Abrió un sobre y sacó dos cartas. Una para Noah, una para Leo.

Noah miró la carta con su nombre, su mano temblando ligeramente. Esta era la variable que había estado tratando de controlar durante años. Este era el resultado de todos sus sacrificios, de todas sus noches sin dormir, de toda su vida.

—La beca Richardson —dijo el Dr. Henderson, su voz seria—. Este año, se concede a... ambos.

El silencio que siguió a su declaración fue ensordecedor. Noah miró a Leo, sus ojos llenos de incredulidad. Leo lo miró a él, su expresión un espejo de la suya.

—¿Ambos? —repitió Leo, su voz apenas un susurro—. ¿Cómo...?

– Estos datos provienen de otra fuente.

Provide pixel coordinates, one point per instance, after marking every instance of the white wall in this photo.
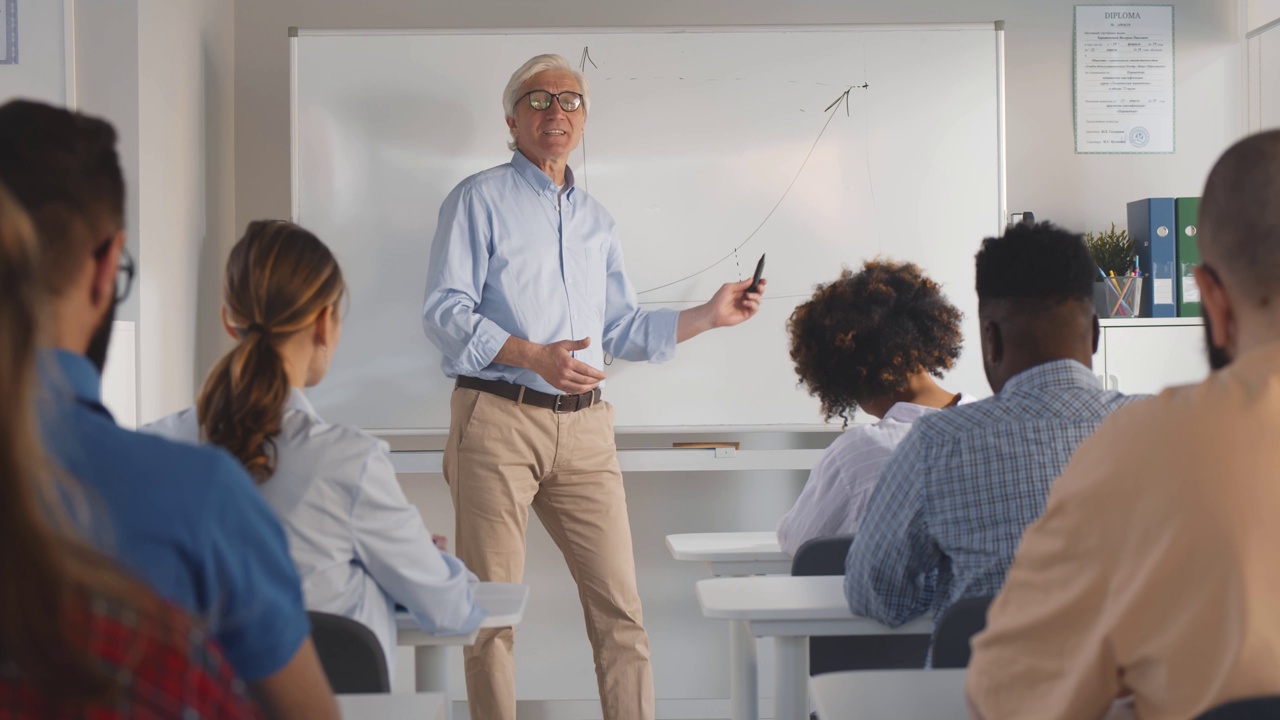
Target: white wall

—El comité decidió que, por primera vez en la historia de la beca, su colaboración, su capacidad para crear algo más grande que ellos mismos, merecía ser reconocida —dijo el Dr. Henderson, una sonrisa genuina extendiéndose por su rostro—. No pudimos separaros. Porque juntos, sois más que la suma de vuestras partes. Sois el futuro que la beca Richardson busca apoyar.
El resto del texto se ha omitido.